TRAIL veut apprivoiser l’intelligence artificielle

par Christian Du Brulle
Durée de lecture : 4 min

Détecter des événements spécifiques dans des vidéos compressées tout en respectant la vie privée, développer la navigation autonome de robots ou encore mettre au point une boîte à outils pour faciliter l’apprentissage multimodal des machines, c’est-à-dire les rendre capables de comprendre à la fois du son, du texte et des images… Voilà trois des premiers projets concrets basés sur l’intelligence artificielle sur lesquels viennent de travailler les chercheurs de la Fédération Wallonie-Bruxelles lors du premier atelier TRAIL. Un atelier de 15 jours qui vient de se clôturer à Tournai, au sein de l’Eurometropolitan e-Campus et qui marque le lancement officiel de ce nouveau programme.

« Le but de TRAIL (pour Trusted A.I. Labs) est de promouvoir la création de talents en intelligence artificielle (IA) et de réaliser une recherche de pointe de niveau international en IA en Wallonie et à Bruxelles », indique le Pr Benoît Macq, co-coordinateur de TRAIL et professeur à l’école polytechnique de l’UCLouvain.

Cinq universités et quatre centres de recherche agréés

Le projet est ambitieux. Cinq universités (UCLouvain, UMONS, ULB, ULiège, UNamur) et quatre centres de recherche wallons (CENAERO, CETIC MULTITEL, SIRRIS) unissent leurs forces dans ce programme.

Leur savoir-faire se met aussi au service du développement régional et des entreprises. Un des objectifs majeurs de TRAIL est, en effet, d’aider les entreprises de la FWB à passer à l’IA pour se développer et rester compétitives. Et ce, dans des domaines aussi variés que la médecine, les « smart cities », les médias, la mobilité, le « manufacturing », la logistique, l’énergie, la construction, la gouvernance, le « smart farming » et l’éducation.

Transformations sociétales et économiques

« L’intelligence artificielle constitue une opportunité de transformation majeure de nos sociétés pour le bien-être durable de ses citoyens. En se basant sur l’acquisition des données et les algorithmes de traitement des informations, les processus de nombreux secteurs peuvent être rendus plus performants », indique l’UCLouvain.

TRAIL se compose de trois piliers en interaction : la recherche, la mise à disposition d’outils et les services aux entreprises. La recherche sera l’apanage de l’institut TRAIL. De son côté, le « TRAIL Factory » sera une plateforme de mise en commun des briques technologiques de l’IA ainsi que leur diffusion et leur valorisation. Enfin, le pilier  « TRAIL4Ventures », sera au service des entreprises. Il s’agit ici de capter au mieux les besoins et les idées issus du tissu économique et de faciliter le développement de nouveaux produits et services sur base des outils et connaissances développés au sein de TRAIL.
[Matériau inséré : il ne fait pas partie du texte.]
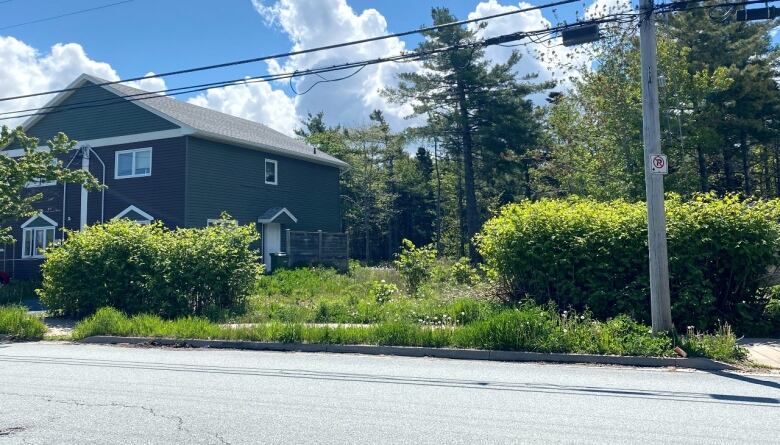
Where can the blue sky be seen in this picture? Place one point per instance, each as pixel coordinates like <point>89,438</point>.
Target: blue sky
<point>144,36</point>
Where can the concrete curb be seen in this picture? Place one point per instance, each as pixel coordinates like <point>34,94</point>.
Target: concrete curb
<point>703,364</point>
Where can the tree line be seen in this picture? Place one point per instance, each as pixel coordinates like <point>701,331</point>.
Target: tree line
<point>483,143</point>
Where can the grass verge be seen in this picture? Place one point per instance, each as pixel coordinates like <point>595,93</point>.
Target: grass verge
<point>17,324</point>
<point>525,328</point>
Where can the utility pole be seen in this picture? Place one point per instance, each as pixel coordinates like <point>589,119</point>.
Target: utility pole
<point>660,305</point>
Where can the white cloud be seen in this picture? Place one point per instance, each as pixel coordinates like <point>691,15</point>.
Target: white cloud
<point>549,59</point>
<point>24,70</point>
<point>316,23</point>
<point>254,101</point>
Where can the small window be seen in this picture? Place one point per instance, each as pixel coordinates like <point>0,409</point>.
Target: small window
<point>35,240</point>
<point>133,163</point>
<point>39,182</point>
<point>221,222</point>
<point>133,213</point>
<point>270,172</point>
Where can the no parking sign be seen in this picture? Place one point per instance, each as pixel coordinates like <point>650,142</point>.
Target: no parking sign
<point>658,164</point>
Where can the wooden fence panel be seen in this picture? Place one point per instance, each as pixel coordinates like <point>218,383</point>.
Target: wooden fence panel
<point>317,248</point>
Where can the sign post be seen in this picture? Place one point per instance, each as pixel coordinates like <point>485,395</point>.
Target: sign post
<point>655,167</point>
<point>658,164</point>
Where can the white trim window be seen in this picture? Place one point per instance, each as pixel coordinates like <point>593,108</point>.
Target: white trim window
<point>35,240</point>
<point>271,172</point>
<point>133,163</point>
<point>145,218</point>
<point>40,182</point>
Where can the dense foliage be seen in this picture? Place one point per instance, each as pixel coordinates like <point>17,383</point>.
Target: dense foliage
<point>584,253</point>
<point>16,200</point>
<point>148,268</point>
<point>525,328</point>
<point>415,264</point>
<point>17,324</point>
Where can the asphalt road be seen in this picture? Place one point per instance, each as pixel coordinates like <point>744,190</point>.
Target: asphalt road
<point>64,393</point>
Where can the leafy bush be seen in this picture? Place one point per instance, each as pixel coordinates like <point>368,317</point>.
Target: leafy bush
<point>16,323</point>
<point>582,253</point>
<point>415,264</point>
<point>148,268</point>
<point>462,272</point>
<point>771,317</point>
<point>17,291</point>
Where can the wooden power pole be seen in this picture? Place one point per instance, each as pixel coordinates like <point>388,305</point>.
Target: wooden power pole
<point>655,166</point>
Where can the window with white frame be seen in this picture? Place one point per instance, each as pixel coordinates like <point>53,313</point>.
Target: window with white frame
<point>135,214</point>
<point>38,233</point>
<point>40,182</point>
<point>271,172</point>
<point>133,163</point>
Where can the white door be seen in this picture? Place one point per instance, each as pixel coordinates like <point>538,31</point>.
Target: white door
<point>272,242</point>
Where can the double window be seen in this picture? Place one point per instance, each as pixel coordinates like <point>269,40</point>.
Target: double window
<point>36,240</point>
<point>37,234</point>
<point>133,163</point>
<point>271,176</point>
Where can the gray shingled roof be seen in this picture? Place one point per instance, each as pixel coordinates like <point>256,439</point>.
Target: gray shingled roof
<point>231,128</point>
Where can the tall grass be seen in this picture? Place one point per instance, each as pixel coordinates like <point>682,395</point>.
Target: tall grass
<point>17,324</point>
<point>323,296</point>
<point>526,328</point>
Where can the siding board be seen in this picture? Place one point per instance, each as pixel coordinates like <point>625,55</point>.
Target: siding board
<point>117,119</point>
<point>222,177</point>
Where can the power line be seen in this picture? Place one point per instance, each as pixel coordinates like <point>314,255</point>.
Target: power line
<point>146,95</point>
<point>304,51</point>
<point>403,57</point>
<point>68,14</point>
<point>626,17</point>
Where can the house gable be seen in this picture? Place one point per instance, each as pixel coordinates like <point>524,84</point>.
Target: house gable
<point>95,113</point>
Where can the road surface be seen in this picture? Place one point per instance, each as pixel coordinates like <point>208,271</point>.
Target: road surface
<point>66,393</point>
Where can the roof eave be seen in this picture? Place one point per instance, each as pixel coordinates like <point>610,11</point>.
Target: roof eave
<point>341,165</point>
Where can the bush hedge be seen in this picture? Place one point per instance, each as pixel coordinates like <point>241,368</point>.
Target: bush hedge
<point>150,269</point>
<point>583,253</point>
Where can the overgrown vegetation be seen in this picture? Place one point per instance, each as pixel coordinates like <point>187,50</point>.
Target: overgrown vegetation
<point>365,295</point>
<point>150,269</point>
<point>415,264</point>
<point>583,253</point>
<point>17,291</point>
<point>17,324</point>
<point>527,327</point>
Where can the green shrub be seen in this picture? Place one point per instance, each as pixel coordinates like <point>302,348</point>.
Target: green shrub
<point>148,268</point>
<point>462,272</point>
<point>528,327</point>
<point>17,291</point>
<point>771,317</point>
<point>415,264</point>
<point>582,253</point>
<point>16,323</point>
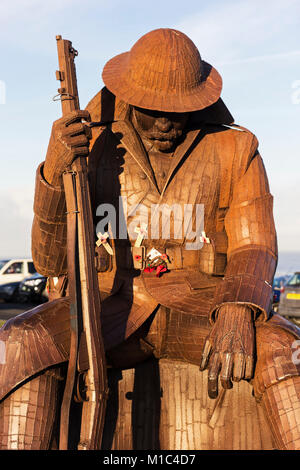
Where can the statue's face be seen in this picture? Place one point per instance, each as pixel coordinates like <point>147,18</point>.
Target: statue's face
<point>160,129</point>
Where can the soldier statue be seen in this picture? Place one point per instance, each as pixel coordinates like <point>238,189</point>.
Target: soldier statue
<point>196,358</point>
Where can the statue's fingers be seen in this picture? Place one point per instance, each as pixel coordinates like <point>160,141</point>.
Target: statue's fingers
<point>249,367</point>
<point>226,371</point>
<point>205,355</point>
<point>239,367</point>
<point>213,375</point>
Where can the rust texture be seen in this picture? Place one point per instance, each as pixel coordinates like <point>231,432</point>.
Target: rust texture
<point>212,308</point>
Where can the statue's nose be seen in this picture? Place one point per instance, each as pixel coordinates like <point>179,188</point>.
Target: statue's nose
<point>163,124</point>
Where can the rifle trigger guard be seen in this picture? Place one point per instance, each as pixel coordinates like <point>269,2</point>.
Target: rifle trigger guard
<point>80,388</point>
<point>59,97</point>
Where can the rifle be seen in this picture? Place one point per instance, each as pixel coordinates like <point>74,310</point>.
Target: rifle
<point>82,280</point>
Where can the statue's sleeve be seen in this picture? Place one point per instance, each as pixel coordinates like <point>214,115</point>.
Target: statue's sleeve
<point>49,229</point>
<point>252,243</point>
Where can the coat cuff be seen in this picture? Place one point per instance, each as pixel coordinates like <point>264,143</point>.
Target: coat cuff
<point>248,280</point>
<point>49,201</point>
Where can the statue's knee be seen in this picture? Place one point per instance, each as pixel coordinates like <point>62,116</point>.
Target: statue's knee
<point>275,357</point>
<point>32,342</point>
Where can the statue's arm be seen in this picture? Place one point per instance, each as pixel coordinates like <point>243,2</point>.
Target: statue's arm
<point>49,228</point>
<point>252,244</point>
<point>69,139</point>
<point>245,292</point>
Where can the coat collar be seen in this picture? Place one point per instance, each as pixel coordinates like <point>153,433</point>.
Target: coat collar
<point>126,133</point>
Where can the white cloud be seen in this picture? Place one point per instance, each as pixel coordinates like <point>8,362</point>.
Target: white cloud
<point>223,31</point>
<point>16,220</point>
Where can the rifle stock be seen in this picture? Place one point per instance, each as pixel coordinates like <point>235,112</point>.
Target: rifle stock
<point>83,281</point>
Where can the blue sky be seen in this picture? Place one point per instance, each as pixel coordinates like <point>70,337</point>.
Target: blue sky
<point>254,45</point>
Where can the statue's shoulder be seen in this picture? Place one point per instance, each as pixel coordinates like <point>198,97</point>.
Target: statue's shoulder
<point>233,141</point>
<point>230,131</point>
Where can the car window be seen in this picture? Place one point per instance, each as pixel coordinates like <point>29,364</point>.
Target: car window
<point>295,280</point>
<point>3,262</point>
<point>15,268</point>
<point>31,268</point>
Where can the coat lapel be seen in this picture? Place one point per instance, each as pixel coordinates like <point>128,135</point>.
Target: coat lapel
<point>133,145</point>
<point>180,153</point>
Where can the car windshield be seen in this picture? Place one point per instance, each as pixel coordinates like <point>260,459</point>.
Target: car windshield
<point>3,262</point>
<point>295,280</point>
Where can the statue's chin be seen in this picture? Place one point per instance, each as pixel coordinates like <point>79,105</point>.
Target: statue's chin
<point>163,145</point>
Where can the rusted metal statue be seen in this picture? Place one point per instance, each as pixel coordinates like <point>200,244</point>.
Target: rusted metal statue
<point>158,136</point>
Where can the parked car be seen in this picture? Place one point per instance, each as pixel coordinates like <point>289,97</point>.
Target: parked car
<point>289,305</point>
<point>9,292</point>
<point>15,270</point>
<point>33,289</point>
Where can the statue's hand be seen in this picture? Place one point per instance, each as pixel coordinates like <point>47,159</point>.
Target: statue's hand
<point>229,348</point>
<point>69,139</point>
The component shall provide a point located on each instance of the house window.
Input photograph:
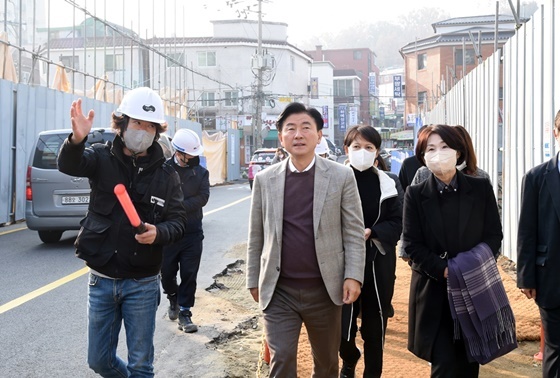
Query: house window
(469, 57)
(232, 98)
(208, 99)
(206, 58)
(343, 88)
(71, 61)
(422, 61)
(176, 57)
(114, 62)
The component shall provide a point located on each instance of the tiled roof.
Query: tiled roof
(118, 41)
(477, 20)
(457, 38)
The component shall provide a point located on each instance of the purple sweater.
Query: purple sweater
(299, 267)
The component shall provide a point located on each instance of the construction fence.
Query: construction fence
(513, 132)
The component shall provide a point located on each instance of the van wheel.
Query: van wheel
(50, 236)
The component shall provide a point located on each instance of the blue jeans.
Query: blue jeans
(110, 302)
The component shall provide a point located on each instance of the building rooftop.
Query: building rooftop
(477, 20)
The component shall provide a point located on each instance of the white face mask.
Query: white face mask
(362, 159)
(441, 163)
(138, 141)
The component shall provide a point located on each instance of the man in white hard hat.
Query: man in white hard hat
(184, 256)
(124, 264)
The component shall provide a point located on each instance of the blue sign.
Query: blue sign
(397, 86)
(342, 117)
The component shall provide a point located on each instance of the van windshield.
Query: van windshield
(48, 146)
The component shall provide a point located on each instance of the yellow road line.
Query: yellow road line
(53, 285)
(42, 290)
(11, 231)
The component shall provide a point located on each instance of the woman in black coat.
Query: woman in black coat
(381, 196)
(447, 214)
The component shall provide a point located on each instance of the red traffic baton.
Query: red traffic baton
(129, 209)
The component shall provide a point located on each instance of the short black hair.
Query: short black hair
(298, 108)
(366, 132)
(449, 134)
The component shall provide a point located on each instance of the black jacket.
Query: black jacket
(195, 184)
(538, 260)
(106, 239)
(380, 249)
(425, 242)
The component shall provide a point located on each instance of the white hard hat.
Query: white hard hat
(186, 141)
(322, 147)
(142, 103)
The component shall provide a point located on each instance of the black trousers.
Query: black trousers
(184, 257)
(551, 325)
(449, 356)
(372, 329)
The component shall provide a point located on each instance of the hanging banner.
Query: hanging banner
(352, 115)
(342, 117)
(314, 87)
(325, 117)
(372, 84)
(397, 86)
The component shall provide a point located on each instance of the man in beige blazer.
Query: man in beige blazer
(306, 250)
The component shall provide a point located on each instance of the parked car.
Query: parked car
(263, 156)
(261, 159)
(56, 202)
(334, 149)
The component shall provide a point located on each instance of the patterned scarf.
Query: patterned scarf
(479, 305)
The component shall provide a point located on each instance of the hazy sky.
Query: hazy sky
(305, 18)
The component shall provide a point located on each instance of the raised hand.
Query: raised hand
(81, 125)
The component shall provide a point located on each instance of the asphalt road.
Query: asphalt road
(43, 290)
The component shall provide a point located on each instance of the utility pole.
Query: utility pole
(257, 128)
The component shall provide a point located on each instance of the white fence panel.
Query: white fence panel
(531, 98)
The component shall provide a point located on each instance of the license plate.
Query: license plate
(75, 200)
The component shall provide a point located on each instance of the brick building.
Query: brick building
(435, 64)
(354, 84)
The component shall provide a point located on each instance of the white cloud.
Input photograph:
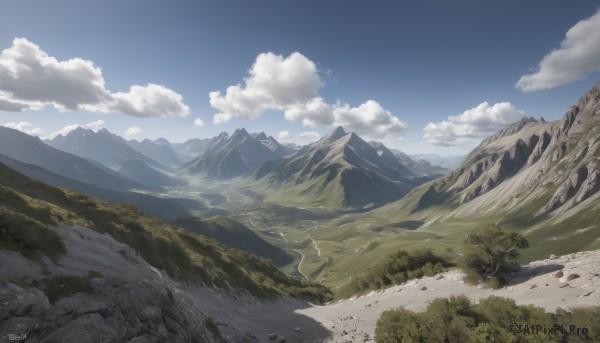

«L’initiative cadre parfaitement avec la stratégie développée par la Wallonie avec Digital Wallonia », rappelle de son côté André Blavier, de l’Agence du Numérique.

Elle se segmente en 4 axes : « augmenter le niveau d’information générale de la population et sensibiliser les entreprises aux enjeux et opportunités de l’IA ; soutenir et accélérer les processus de transformation numérique des entreprises, pour aboutir à la création de produits et de services « augmentés « ; augmenter le niveau moyen de compétences techniques en IA des strates actives et non-actives de la population via des formations ; mettre en réseau des acteurs nationaux et internationaux spécialisés dans le domaine de l’IA afin d’accélérer le développement et la consolidation de nos progrès en IA. »

600 chercheurs en IA en Fédération Wallonie-Bruxelles

« La recherche en intelligence artificielle est une compétition mondiale. Les entreprises qui l’utiliseront auront un avantage compétitif indéniable », indiquait à Tournai, lors du lancement de TRAIL, Elio Di Rupo, le Ministre-Président de la Région Wallonne. « Avec pas moins de 600 chercheurs en IA actifs dans nos universités et centres de recherche, le programme TRAIL dispose d’un potentiel extraordinaire », s’est-il félicité.

Le Pr Naji Habra, informaticien et recteur de l’UNamur, abonde. « Que de chemin parcouru depuis les premiers « systèmes experts » des années 1980 », constate-t-il. « En misant sur l’interdisciplinarité dans le domaine de l’intelligence artificielle, nous faisons les bons choix », assure-t-il. « Mais n’oublions pas que la vraie intelligence qui nous fait travailler ensemble, collaborer, travailler en réseaux, c’est l’intelligence humaine. Et que l’IA doit avant tout être au service de l’être humain ». À ce propos, il peut être rassuré. Dans le cadre de TRAIL, l’éthique occupe une place de choix.